2. During cross examination of the defendant, and while holding a letter in his hand apparently from a doctor, the district attorney asked: "Q. And if he states you were evasive, tangential, and — Defense counsel objected and moved for a mistrial based on the grounds that the reading of this material from a doctor’s report is highly prejudicial, inflammatory, hearsay and to discredit defendant. The court ruled that the report could not be exhibited or gone into by this witness and overruled the motion for mistrial. Defendant’s position is that the damage had already been done. The court then stated again that the doctor’s statement could not be exhibited or otherwise exposed. We believe the trial judge’s handling of this situation, especially in view of the fact that the district attorney had only started to get into the contents of the letter, was not error. Had the district attorney completed his question a rebuke by the judge might have been necessary. "In the refusal to declare a mistrial, the discretion of the trial court will not be disturbed, unless it is made to appear that a mistrial was necessary to preserve the right of a fair trial. Manchester v. State, 171 Ga. 121 (7) (155 SE 11).” Worthy v. State, 184 Ga. 402 (1) (191 SE 457).

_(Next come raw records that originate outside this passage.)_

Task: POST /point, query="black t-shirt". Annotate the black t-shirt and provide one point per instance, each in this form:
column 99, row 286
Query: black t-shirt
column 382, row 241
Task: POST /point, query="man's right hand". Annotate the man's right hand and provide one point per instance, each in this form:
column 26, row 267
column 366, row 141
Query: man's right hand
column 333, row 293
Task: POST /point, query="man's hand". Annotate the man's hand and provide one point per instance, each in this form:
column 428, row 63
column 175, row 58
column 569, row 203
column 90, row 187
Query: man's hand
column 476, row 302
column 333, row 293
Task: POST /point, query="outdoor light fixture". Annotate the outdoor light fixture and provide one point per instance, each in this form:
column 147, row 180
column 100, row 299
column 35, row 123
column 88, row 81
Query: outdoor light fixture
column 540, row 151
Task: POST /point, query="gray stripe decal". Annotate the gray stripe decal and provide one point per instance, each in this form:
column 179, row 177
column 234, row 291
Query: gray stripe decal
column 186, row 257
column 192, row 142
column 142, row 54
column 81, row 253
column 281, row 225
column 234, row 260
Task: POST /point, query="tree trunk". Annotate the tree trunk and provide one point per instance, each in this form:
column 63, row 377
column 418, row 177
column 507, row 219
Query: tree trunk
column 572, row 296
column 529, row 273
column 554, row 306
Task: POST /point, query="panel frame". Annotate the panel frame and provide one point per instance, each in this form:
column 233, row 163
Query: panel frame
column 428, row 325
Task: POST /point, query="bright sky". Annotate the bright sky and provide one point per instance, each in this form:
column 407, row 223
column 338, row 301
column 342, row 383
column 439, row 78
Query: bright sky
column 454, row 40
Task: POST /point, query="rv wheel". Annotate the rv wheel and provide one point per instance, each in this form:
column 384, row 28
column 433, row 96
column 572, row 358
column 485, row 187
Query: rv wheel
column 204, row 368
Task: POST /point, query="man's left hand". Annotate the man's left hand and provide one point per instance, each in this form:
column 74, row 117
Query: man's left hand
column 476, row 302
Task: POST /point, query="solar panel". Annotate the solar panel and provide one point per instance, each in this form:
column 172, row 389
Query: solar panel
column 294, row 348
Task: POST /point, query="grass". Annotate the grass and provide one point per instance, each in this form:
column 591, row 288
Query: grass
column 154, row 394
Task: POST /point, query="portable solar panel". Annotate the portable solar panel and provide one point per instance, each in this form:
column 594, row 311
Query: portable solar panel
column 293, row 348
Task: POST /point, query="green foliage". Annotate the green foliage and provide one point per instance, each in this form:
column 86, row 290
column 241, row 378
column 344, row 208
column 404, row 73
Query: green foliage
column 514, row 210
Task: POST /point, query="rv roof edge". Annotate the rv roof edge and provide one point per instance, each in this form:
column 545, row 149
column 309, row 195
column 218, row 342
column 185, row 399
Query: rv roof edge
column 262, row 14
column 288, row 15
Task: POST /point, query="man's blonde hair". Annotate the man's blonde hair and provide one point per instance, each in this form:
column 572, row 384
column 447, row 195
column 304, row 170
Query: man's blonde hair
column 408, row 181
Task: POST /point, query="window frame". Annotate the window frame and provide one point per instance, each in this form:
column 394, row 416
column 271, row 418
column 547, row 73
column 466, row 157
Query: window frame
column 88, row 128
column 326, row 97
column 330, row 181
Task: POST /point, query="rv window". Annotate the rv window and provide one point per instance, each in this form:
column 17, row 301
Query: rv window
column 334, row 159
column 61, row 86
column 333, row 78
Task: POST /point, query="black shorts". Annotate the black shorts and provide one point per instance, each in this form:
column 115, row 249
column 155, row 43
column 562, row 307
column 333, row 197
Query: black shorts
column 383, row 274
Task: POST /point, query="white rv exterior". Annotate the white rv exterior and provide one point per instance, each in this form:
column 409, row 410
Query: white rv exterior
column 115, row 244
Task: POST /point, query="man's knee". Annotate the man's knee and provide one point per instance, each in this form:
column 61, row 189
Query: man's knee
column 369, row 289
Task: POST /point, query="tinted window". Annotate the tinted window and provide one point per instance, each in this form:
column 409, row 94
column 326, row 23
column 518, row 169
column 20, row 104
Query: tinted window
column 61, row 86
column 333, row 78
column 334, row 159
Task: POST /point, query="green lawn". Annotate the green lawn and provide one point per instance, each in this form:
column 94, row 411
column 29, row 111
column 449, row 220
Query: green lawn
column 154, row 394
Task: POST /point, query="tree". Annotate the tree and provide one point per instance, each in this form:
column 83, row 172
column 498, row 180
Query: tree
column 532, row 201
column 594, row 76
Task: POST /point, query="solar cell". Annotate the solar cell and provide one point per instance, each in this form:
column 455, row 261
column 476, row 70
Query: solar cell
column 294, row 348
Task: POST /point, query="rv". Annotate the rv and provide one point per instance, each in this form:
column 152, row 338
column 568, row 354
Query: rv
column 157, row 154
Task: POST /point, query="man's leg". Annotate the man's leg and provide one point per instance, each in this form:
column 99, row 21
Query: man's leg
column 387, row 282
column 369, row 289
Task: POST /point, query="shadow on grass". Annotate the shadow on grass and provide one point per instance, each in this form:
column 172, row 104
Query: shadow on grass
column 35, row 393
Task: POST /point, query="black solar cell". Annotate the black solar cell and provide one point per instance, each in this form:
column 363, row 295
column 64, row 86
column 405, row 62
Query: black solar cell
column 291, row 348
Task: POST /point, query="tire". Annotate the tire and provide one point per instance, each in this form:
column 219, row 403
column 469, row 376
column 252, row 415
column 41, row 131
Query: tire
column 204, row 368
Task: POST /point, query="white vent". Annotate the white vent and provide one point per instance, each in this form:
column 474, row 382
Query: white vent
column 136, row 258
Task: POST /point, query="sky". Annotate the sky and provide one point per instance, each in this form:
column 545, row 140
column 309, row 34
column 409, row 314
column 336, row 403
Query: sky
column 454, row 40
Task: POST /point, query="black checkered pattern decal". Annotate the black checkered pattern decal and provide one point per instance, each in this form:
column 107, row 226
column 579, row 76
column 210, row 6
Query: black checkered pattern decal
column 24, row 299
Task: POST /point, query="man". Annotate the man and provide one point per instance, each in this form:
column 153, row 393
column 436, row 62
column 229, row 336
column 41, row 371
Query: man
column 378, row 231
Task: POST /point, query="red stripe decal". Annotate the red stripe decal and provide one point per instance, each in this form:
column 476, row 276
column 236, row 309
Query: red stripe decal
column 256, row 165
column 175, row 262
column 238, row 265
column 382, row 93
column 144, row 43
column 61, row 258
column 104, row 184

3. It was not error to refuse to charge: "In order to convict defendant of the offense of murder, the State has the burden of prov*652ing that the defendant was sober enough to entertain the necessary criminal intent.” Defendant relies on Sweat v. State, 119 Ga. App. 646 (168 SE2d 654) as to this enumerated error. However, in that case defendant did not even know that a felony was being committed, whereas here defendant admits the killing, but claims it was purely accidental.
Submitted September 7, 1971 Decided October 1, 1971 Rehearing denied October 21, 1971 Richard E. Korem, for appellant. Lewis R. Slaton, District Attorney, Joel M. Feldman, Amber W. Anderson, for appellee.4. Much of the evidence was in conflict but it was sufficient to authorize the verdict and judgment.
Judgment affirmed.
Bell, C. J., and Panned, J., concur.